“Cuídense de toda avaricia”
Lc 12, 13-21
Autor: Pedro Sergio Antonio Donoso Brant
Lectio Divina
LA VIDA DEPENDE DE DIOS
En la primera lectura y en el evangelio vamos a poner de relieve dos
mensajes que iluminan nuestra vida. El primero es el de la vanidad de los
bienes de este mundo y hasta de las mismas obras humanas, aunque estén
realizadas «con sabiduría, ciencia y acierto» (Ecl 2,21). No prolongan la
vida del que las hace; ellas mismas están condenadas a perecer. La
arqueología descubre fatigosamente ciudades y civilizaciones que durante
un tiempo fueron lamosas y de las que después han desaparecido hasta
sus mismas huellas. Grandes catástrofes naturales muestran la fragilidad
de obras maestras y de monumentos considerados como imperecederos.

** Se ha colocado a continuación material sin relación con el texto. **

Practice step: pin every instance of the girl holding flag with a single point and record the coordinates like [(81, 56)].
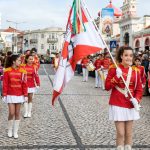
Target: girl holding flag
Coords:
[(14, 92), (123, 109), (33, 82)]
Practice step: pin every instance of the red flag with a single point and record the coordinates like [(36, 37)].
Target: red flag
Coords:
[(82, 39)]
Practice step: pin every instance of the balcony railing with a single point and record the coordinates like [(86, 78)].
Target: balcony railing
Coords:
[(32, 41), (52, 40)]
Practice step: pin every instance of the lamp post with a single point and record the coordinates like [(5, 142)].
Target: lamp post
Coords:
[(14, 49), (1, 43)]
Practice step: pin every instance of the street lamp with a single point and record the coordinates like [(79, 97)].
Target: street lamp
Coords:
[(15, 31), (1, 43)]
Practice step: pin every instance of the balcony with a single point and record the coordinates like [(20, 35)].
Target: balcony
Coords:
[(52, 40), (33, 41)]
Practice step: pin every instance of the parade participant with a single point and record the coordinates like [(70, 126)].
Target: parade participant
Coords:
[(123, 109), (36, 60), (137, 62), (14, 92), (1, 75), (97, 64), (106, 62), (33, 82), (149, 80), (56, 61), (84, 63)]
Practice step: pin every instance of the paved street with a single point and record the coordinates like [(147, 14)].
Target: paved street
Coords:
[(79, 119)]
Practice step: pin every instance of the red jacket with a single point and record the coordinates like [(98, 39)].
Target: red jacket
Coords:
[(32, 76), (135, 86), (36, 62), (98, 64), (14, 82), (142, 74), (84, 62), (106, 62)]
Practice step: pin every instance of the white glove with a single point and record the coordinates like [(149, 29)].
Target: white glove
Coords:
[(4, 99), (118, 72), (26, 99), (135, 104), (37, 87)]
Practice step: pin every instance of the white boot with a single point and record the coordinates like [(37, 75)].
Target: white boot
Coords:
[(128, 147), (25, 110), (29, 109), (16, 127), (10, 127), (120, 147)]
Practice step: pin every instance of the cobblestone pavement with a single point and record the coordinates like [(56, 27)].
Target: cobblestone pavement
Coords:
[(79, 119)]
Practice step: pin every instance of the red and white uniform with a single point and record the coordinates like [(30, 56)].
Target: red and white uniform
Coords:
[(36, 62), (32, 78), (97, 65), (106, 62), (84, 63), (121, 108), (142, 74), (14, 85)]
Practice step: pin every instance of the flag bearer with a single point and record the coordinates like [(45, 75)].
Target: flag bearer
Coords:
[(84, 63), (106, 62), (33, 83), (14, 92), (97, 64), (123, 109)]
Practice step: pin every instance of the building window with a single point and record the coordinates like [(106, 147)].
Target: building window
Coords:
[(42, 46), (42, 35)]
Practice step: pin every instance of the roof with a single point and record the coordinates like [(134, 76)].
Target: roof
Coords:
[(10, 29), (117, 12)]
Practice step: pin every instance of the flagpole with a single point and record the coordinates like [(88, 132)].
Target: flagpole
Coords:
[(107, 48)]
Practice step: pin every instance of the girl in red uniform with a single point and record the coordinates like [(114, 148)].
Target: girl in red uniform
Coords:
[(137, 62), (14, 92), (33, 82), (123, 109)]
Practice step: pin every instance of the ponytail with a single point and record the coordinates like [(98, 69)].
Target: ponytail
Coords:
[(10, 59)]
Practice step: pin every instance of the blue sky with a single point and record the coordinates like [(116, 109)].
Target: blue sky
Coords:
[(47, 13)]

Una enfermedad imprevista hace añicos los proyectos de un hombre o de
una familia, como una estatua de bronce con pie de barro golpeada por una
piedra (cf. Dn 2,31-34). A veces, basta con una circunstancia imprevisible
para hacer partir en humo un sueño, para dejar en nada una enorme
inversión financiera. Son muchos los que, cuando llegan a determinada
edad, experimentan un profundo sentido de inutilidad y de frustración en
sus distintas actividades -incluido el ministerio pastoral-, en las que se
habían comprometido con entusiasmo. Y todo ello antes incluso de que
lleguen «los días tristes» de la vejez, cuando digamos: «No me gustan»
(Ecl 12,1). El término «vanidad» puede atravesar, por tanto, como una
nube oscura las experiencias de nuestra vida. Ahora bien, esa reflexión es
ambivalente. Puede engendrar depresión y dejar sin motivación cualquier
iniciativa, pero puede llevar también a la «sabiduría del corazón»
(Sal 90,12), por lo que aparece justamente como un estribillo en un libro
sapiencial como es el Eclesiastés. Ahora bien, con tal de que se lea hasta el
final, donde se encuentra la clave para proceder a una reflexión
equilibrada: «Conclusión del discurso: Todo está oído. Teme a Dios y
guarda sus mandamientos, porque en esto consiste ser hombre» (12,13).
Éste es el segundo mensaje, que nos viene sobre todo del evangelio: el
hombre no debe ser «insensato», como el agricultor rico. Había olvidado
que la vida depende de Dios (Lc 12,20) y no esperaba a su señor vigilando
«con la cintura ceñida y las lámparas encendidas» (12,35). Ése es el riego
que corremos nosotros en la actual sociedad consumista: «Acumular
tesoros para sí» teniendo puestos los ojos en los bienes de la tierra. El
Creador no está contra la tierra, que confió al hombre «para que la
cultivara» (Gn 2,15). Sin embargo, el dueño sigue siendo Dios, que busca
en el hombre «un administrador fiel y prudente», capaz de hacer fructificar
los talentos. La relación con Dios, el obrar según sus leyes, da un sentido
positivo a las realidades terrenas, aunque sean caducas, y convierte el
trabajo en un instrumento de felicidad: «Dichoso el siervo a quien su
señor, cuando llegue, le encuentre trabajando» (Lc 12,43). El hombre no
está condenado a la vanidad y a la pobreza, sino que está llamado a
«enriquecerse ante Dios» (12,21).
Eso no significa acumular riquezas ante los ojos de un Dios «lejano» e
indiferente, sino administrar todo lo que sirve para vivir, pero buscando por
encima de todo el Reino de Dios y su justicia, confiando en la Providencia y
abriendo el corazón a la solidaridad (12,29-34).
ORACION
Aplicándonos a nosotros mismos las reflexiones precedentes, se nos invita
a alabar al Padre por la luz que difunde sobre nuestra vida. Le damos
gracias por habernos hecho comprender el sentido positivo que le ha dado.
Le pedimos perdón si hemos gastado el tiempo casi únicamente en
acumular bienes para nosotros, «sin temor de Dios», planteando nuestro
modo de vivir como si él no existiera y no nos hubiera dirigido nunca su
palabra de amor y de orientación para nuestra vida. Si es así, pidámosle el
don de convertirnos, de cambiar de mentalidad.
Imploremos «la sabiduría del corazón», que nos proporciona el sentido de
la relatividad de las cosas humanas y, al mismo tiempo, de su importancia
como instrumentos de nuestra relación con Dios. El «nuevo humanismo »,
que incluye ser sabios en la administración responsable de las realidades
de este mundo según la ley de Dios, para nuestra utilidad y para la de los
hermanos, es una gracia que debemos impetrar {cf. GS 31.55).